Session laws of 1839, page 304, section 5, was cited on the argument, to'show that the trustees had no power to renew the warrant, without the approbation of the town superintendent of common schools. But see section 13 of “ an act amendatory of the several acts relating to common schools,” passed April 17, 1843, requiring the written approbation of the town superintendent whenever more than one renewal of the warrant shall become necessary. This act relieves the case of all doubts in relation to one renewal of the warrant, and that was all that was made in this case.
It was insisted that a portion of the tax for which the warrant was renewed had been paid, and that the warrant, having been issued for too much, the sale under it was void. If the whole tax had been paid, then the sale upon the warrant would have been void. The plaintiff in error was confessedly delinquent in the payment of all but a very small amount of his taxes; and if the warrant was issued for more than was due, his remedy is not in trespass or trover for the property sold ; because the property was rightfully taken for so much as was due.

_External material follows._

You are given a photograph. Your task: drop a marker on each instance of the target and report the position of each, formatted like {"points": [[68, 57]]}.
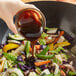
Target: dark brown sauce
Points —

If it was taken or sold for too much, his remedy is in case for the injury sustained, or in assumpsit against the trustees for the excess of moneys in their hands arising out of the sale, over and above what was sufficient to pay the amount unpaid.
The plaintiff in error also insisted that the trustees should have produced the rate bills and warrants. If the plaintiff, when before the justice, had stopped with the parol proof of the warrants when he had shown sufficient to connect the trustees *449with the conversion of the cow in question, and had then objected to parol proof of its contents as a justification, his objection should have been sustained ; but he did not do so. On the direct examination, he not only proved that the cow was taken by a warrant under the hands of the trustees, but he went further, and proved by parol the contents of the rate bills, and of both the old and new warrants, for the purpose of showing the warrant invalid; in relation to which the witness was fully cross-examined without objection. So that the contents of the rate bills and warrants, so far as was material or necessary for the purpose of determining their validity, was before the justice. And after the evidence on both sides had closed, and in the fifth point in his argument before the justice upon the evidence thus closed, (and that too after the defendants in error must have made their argument,) the plaintiff insisted that the trustees had not shown a justification, because they had not produced the rate bills, warrants and other proceedings necessary to give them jurisdiction. The objection came too late. The judgment of the common pleas must be affirmed.